Setelah terpilih, Abu Bakar mengumpulkan rakyat di masjid. Di hadapan mereka, Abu Bakar menyampaikan pidatonya: "Saya telah terpilih menjadi pemimpin kamu sekalian, meskipun saya bukan orang yang terbaik di antara kalian. Karena itu, bantulah saya seandainya saya berada di jalan yang benar dan bimbinglah saya seandainya saya berbuat salah. Kebenaran adalah kepercayaan dan kebohongan adalah pengkhianatan. Orang yang lemah di antara kalian akan menjadi kuat dalam pandangan saya hingga saya menjamin hak-haknya Insya Allah, dan orang yang kuat di antara kalian adalah lemah dalam pandangan saya sehingga saya dapat merebut hak daripadanya. Taatilah saya selama saya taat kepada Allah dan Rasul-Nya dan bila saya mendurhakai Allah dan Rasul-Nya saya jangan diikuti." (Marzuenda, 2021)
Masa kekhalifahan Abu Bakar Ash-Shiddiq berlangsung relatif singkat, yaitu hanya dua tahun. Meskipun demikian, dalam kurun waktu yang singkat tersebut, beliau berhasil menghadapi berbagai tantangan krusial dan menyatukan kembali umat Islam. Di bawah kepemimpinannya, kaum musyrik berhasil ditaklukkan, keyakinan Islam semakin tertanam kuat, dan persiapan untuk penaklukan wilayah Persia dan Romawi mulai dilakukan. Langkah awal dalam upaya ini adalah dengan menaklukkan Kerajaan Hirah. Untuk mencapai tujuan tersebut, Abu Bakar menunjuk Khalid bin Walid sebagai komandan pasukan yang bertugas menaklukkan Kerajaan Hirah, yang saat itu berfungsi sebagai benteng pertahanan antara wilayah Persia dan bangsa Arab. Khalid bin Walid, yang baru saja meraih kemenangan dalam perang di Yamamah, segera bergerak menuju Hirah.
Kedatangan Khalid bin Walid, dengan keyakinan diri yang tinggi setelah keberhasilannya di Yamamah, membuat Raja Hirah saat itu, Iyas bin Qabishah, merasa gentar.

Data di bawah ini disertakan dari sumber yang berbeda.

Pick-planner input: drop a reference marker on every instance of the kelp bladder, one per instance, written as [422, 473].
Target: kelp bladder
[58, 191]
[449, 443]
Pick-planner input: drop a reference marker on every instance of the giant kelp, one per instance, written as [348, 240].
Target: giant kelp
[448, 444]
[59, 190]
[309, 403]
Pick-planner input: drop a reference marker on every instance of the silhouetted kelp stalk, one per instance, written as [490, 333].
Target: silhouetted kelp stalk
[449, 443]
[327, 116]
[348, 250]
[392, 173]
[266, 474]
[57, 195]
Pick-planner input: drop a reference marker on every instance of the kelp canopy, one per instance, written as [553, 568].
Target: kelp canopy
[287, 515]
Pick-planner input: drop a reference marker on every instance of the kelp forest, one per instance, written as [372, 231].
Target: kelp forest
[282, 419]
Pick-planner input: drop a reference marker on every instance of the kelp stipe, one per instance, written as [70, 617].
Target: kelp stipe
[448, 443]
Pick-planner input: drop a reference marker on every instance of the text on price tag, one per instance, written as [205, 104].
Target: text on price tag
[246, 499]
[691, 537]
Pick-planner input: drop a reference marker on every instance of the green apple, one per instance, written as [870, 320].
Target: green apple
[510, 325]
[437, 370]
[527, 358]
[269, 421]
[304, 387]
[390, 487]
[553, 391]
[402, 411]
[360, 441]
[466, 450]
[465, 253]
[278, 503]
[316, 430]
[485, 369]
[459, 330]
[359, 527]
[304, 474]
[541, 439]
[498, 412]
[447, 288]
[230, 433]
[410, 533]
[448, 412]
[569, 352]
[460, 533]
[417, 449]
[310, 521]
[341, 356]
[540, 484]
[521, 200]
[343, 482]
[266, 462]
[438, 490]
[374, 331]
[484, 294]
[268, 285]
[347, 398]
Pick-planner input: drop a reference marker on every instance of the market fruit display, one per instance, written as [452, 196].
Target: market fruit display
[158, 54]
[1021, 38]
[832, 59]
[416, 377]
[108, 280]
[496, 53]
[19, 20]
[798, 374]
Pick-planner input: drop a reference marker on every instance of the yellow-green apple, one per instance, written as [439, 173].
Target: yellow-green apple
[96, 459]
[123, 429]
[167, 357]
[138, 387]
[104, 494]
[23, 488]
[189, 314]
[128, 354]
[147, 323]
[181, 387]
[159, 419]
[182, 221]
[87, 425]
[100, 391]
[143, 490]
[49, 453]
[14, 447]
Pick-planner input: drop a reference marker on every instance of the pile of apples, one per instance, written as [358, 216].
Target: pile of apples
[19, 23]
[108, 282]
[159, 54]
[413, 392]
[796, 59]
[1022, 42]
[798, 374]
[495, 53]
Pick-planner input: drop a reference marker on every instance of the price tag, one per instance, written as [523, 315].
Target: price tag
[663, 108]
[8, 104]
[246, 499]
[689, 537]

Iyas bin Qabishah kemudian memilih untuk mengajukan perdamaian kepada pasukan Muslim yang dipimpin oleh Khalid bin Walid. Akhirnya, kedua belah pihak mencapai kesepakatan damai, di mana Kerajaan Hirah setuju untuk membayar jizyah (pajak) kepada umat Islam.